By Henry Taylor, Executive

In June, an editorial controversy at the New York Times saw the dramatic resignation of the paper’s opinion editor. James Bennet resigned following an internal and public backlash after the paper published a controversial op-ed by a Republican senator at the peak of the unrest following the death of George Floyd. The controversy raised challenging questions about balance, free speech and editorial responsibility. At the time, my colleague and I wrote that the situation was a sign of the growing power of individual journalists to bring about a revolt in the newsroom.

Now, the next chapter of the saga at the paper has unfolded, with one of its most provocative writers resigning in protest at the paper’s management, editorial direction and treatment of staff.
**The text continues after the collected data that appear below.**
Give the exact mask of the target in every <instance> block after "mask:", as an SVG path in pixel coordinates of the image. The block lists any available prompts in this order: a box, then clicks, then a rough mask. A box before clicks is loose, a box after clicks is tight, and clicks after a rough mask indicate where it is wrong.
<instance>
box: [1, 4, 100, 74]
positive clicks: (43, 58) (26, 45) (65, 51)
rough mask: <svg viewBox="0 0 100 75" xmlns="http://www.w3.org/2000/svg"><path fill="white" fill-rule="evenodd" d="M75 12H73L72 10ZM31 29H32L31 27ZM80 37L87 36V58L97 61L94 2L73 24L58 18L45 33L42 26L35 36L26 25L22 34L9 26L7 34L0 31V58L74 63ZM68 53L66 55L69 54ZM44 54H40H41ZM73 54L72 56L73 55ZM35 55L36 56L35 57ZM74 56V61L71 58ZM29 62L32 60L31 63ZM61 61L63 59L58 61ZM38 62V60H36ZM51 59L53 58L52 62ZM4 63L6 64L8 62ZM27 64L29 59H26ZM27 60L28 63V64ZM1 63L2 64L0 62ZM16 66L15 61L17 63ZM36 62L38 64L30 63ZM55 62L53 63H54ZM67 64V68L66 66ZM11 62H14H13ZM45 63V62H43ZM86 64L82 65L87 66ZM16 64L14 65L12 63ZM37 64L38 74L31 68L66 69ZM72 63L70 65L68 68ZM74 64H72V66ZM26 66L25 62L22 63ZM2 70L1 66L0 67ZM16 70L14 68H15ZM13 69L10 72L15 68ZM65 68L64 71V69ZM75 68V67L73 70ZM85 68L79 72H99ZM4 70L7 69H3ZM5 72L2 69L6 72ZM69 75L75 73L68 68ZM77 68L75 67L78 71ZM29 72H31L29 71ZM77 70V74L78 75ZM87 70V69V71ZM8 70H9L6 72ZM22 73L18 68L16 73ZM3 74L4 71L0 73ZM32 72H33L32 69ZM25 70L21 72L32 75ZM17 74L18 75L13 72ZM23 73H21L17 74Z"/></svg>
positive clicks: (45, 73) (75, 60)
In a wide-ranging and illuminating open letter, Bari Weiss accused the paper of being rife with internal bullying, quasi-edited by Twitter echo chambers and unwilling to publish potentially challenging opinions.

The challenges of editing an opinion column to satisfy divided America cannot be underestimated, especially with polarising and deeply-rooted issues like racial inequality at the forefront of the news agenda. Nevertheless, the reputational crisis for the New York Times is becoming increasingly severe and risks undermining its status as one of America’s most respected news outlets.

There is some irony in the fact that Weiss’s resignation carries such weight because of her high-profile presence on Twitter, the very platform that she accuses of effectively editing the paper. Just as social media has amplified the voices of individual journalists and allowed them to reach new audiences, it has also created bubbles of discourse that are increasingly shielded from dissenting opinion, driving clicks towards sites that cater to these pockets of radical views on both ends of the political spectrum.

While the New York Times has long held a liberal slant within America’s media landscape, it has typically been a broad church of opinion. For such publications, navigating this increasingly fragmented online environment is perhaps the biggest editorial challenge in decades.

In a world where young journalists have grown up with – or indeed within – the Twittersphere, regulating internal differences of opinion is also a new challenge for the management of papers.  According to Weiss’s resignation letter, this was not managed well at the New York Times, with claims that she was labelled a Nazi and a racist, openly demeaned on internal Slack channels and publicly smeared online by other employees, while those responsible were never reprimanded. Some news outlets have begun trying to address the potential for these issues – closer to home, Sky News recently introduced guidelines regulating its journalists’ personal Twitter activity, while the BBC has started a review into the same issue for its own writers. Only yesterday, the BBC’s head of editorial standards and former On The Record editor, David Jordan, said Twitter had “become almost addictive” for some BBC journalists and that editorial standards were not always maintained.

As long-running and reputable publications from across the political spectrum begin to take steps to tackle these difficulties, they have an opportunity to turn the tide on the long running decline in the public’s trust of the media. If they fail to do so, there is no doubt that further reputational issues will follow, causing potentially significant damage to the quality of public discourse.